GL - iparsw/differintP GitHub Wiki

`GL` – Grünwald-Letnikov Fractional Derivative

Overview

GL computes the Grünwald-Letnikov (GL) fractional derivative of a function over a specified domain, efficiently evaluating the derivative at each point using fast vectorized techniques. This method implements the classical Grünwald-Letnikov definition, which is a direct generalization of the finite-difference approximation to non-integer orders.

Mathematical Background

The Grünwald-Letnikov derivative of order $\alpha$ for a function $f(x)$ is defined as:

$$ D^\alpha f(x) \approx h^{-\alpha} \sum_{k=0}^n (-1)^k \binom{\alpha}{k} f(x - k h) $$

where:

$h$ is the step size between points in the domain,
$\binom{\alpha}{k}$ is the generalized (fractional) binomial coefficient,
the sum is taken over previous grid points.

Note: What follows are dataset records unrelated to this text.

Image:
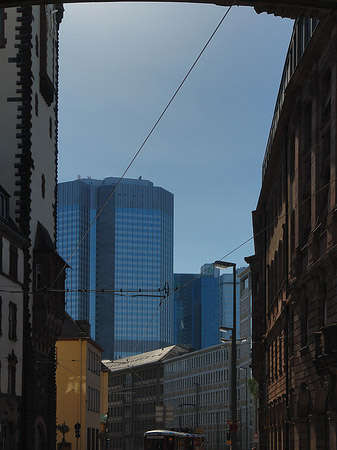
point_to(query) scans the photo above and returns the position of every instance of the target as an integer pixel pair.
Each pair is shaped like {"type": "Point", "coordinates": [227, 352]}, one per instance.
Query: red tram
{"type": "Point", "coordinates": [173, 440]}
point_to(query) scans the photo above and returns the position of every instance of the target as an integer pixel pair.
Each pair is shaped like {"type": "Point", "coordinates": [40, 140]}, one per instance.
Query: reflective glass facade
{"type": "Point", "coordinates": [197, 309]}
{"type": "Point", "coordinates": [130, 249]}
{"type": "Point", "coordinates": [226, 295]}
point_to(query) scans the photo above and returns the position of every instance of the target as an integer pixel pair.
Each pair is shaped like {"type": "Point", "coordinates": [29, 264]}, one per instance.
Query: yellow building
{"type": "Point", "coordinates": [81, 391]}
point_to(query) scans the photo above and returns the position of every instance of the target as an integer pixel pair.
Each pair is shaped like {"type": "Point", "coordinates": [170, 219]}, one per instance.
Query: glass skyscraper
{"type": "Point", "coordinates": [126, 257]}
{"type": "Point", "coordinates": [202, 303]}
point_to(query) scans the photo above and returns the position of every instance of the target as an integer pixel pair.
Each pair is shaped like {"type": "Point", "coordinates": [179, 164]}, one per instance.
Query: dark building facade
{"type": "Point", "coordinates": [294, 267]}
{"type": "Point", "coordinates": [28, 172]}
{"type": "Point", "coordinates": [135, 392]}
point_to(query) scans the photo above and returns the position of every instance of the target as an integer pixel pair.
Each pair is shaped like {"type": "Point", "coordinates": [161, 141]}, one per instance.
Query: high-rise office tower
{"type": "Point", "coordinates": [125, 258]}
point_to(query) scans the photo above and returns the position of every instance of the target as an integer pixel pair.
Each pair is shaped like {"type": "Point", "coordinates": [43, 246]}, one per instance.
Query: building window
{"type": "Point", "coordinates": [1, 246]}
{"type": "Point", "coordinates": [38, 277]}
{"type": "Point", "coordinates": [0, 319]}
{"type": "Point", "coordinates": [88, 438]}
{"type": "Point", "coordinates": [12, 362]}
{"type": "Point", "coordinates": [12, 321]}
{"type": "Point", "coordinates": [13, 261]}
{"type": "Point", "coordinates": [3, 200]}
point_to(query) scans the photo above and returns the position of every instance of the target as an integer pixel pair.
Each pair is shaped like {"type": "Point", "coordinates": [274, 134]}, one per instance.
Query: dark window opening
{"type": "Point", "coordinates": [12, 321]}
{"type": "Point", "coordinates": [13, 261]}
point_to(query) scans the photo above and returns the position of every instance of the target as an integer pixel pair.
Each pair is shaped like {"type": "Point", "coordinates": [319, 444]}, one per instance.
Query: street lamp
{"type": "Point", "coordinates": [225, 265]}
{"type": "Point", "coordinates": [246, 369]}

In practice, this computation for all points in a discretized domain can be viewed as a convolution of the function values with the sequence of binomial coefficients.

Implementation Details

Input Flexibility: Accepts a callable function, NumPy array, or Python list. If a function is provided, it is evaluated at num_points equally spaced points between domain_start and domain_end.
Optimized with FFT: The computation leverages the Fast Fourier Transform (FFT) to efficiently perform the convolution, making it extremely fast even for large domains. This avoids the $O(n^2)$ complexity of a naïve implementation and reduces it to $O(n \log n)$.
Vectorized Coefficient Calculation: The binomial coefficients for the fractional derivative are precomputed using a vectorized approach for maximum efficiency.

Function Signature

GL(
    alpha: float,
    f_name: Callable | np.ndarray | list,
    domain_start: float = 0.0,
    domain_end: float = 1.0,
    num_points: int = 100,
) -> np.ndarray

Parameters

alpha (float): The order of the fractional derivative.
f_name (Callable, list, or np.ndarray): Function, lambda, or sequence of function values to be differintegrated.
domain_start (float, optional): Left endpoint of the domain. Default is 0.0.
domain_end (float, optional): Right endpoint of the domain. Default is 1.0.
num_points (int, optional): Number of points in the domain. Default is 100.

Returns

result (np.ndarray): Array containing the GL fractional derivative at each grid point.

Example Usage

import numpy as np
from differintP import GL

# Example 1: Fractional derivative of a quadratic polynomial
DF_poly = GL(-0.5, lambda x: x**2 - 1)

# Example 2: Fractional derivative of sqrt(x) on [0, 1]
DF_sqrt = GL(0.5, np.sqrt, 0., 1., 100)

Notes

The GL method is the standard reference for fractional finite-difference approximations.
All computation is fully vectorized and highly efficient.
For even higher-order accuracy, See the GLI page for the improved Grünwald-Letnikov method.